Lo que también quedó patente para Foss y sus colegas es que los mecanismos de la gratitud no coinciden con los de la felicidad. Y es normal. La gratitud es distinta de la dicha porque surge a partir de las acciones de otro individuo. Acciones, normalmente, generosas. Agradecer es reconocer lo que otros nos dan. Por lo tanto, mientras podemos experimentar felicidad de manera solitaria, se necesitan al menos dos personas para sentirse agradecido. Es una experiencia intrínsecamente social. Por eso las neuronas que se activan con la gratitud coinciden con las que nos generan placer al socializar. Y están conectadas con otras que regulan la emoción a un nivel básico, incluyendo los niveles de dolor, estrés o el ritmo cardíaco.
MÁS AUTOCONTROL
Para más inri, otra investigación realizada desde las universidades de Harvard, California y Northeastern demostraba que experimentar gratitud reduce la impaciencia y aumenta el autocontrol. Una combinación infalible para conseguir lo que nos proponemos, tomar decisiones adecuadas y serenas, y resistirnos a hábitos dañinos como el tabaco o el consumo de alimentos que causan obesidad.

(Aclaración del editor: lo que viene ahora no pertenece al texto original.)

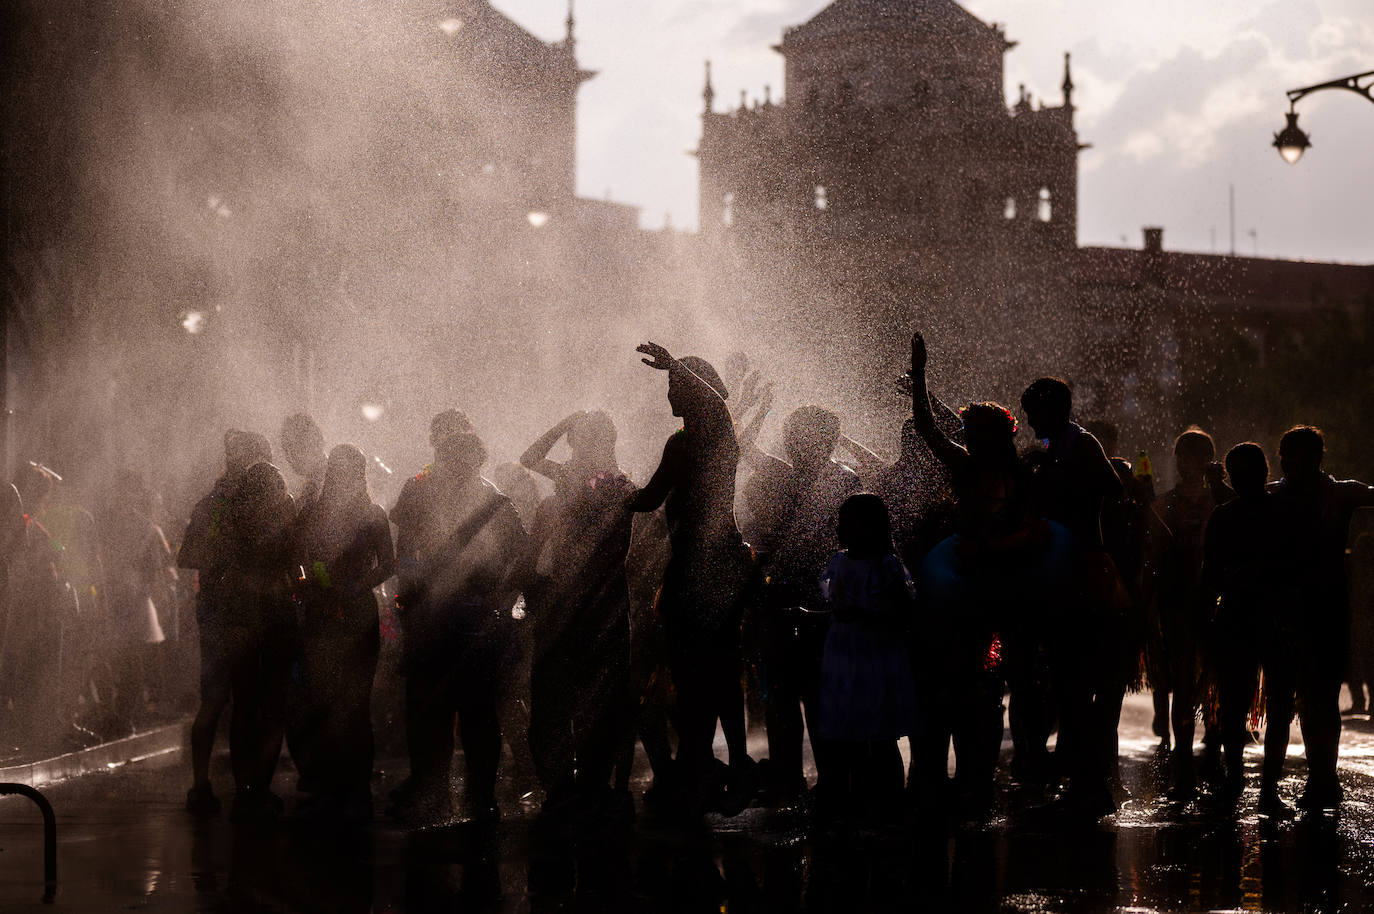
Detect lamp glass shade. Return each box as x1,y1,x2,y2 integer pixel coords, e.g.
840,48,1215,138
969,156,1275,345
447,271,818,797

Si además de sentirnos agradecidos, pronunciamos la palabra «gracias», el impacto es todavía mayor, según sacaba a la luz el año pasado la revista Review of Communication. Especialmente en lo que concierne a las relaciones con los demás. Existen pruebas indiscutibles de que nuestras relaciones personales mejoran de una forma cualitativa cuando no escatimamos a la hora de dar las gracias. «Del mismo modo que periódicamente estimulamos nuestro sistema inmune con ayuda de vacunas», proponen Stephen M. Yoshimura y sus colegas, «deberíamos darle un empujón a nuestras relaciones expresando sistemáticamente gratitud».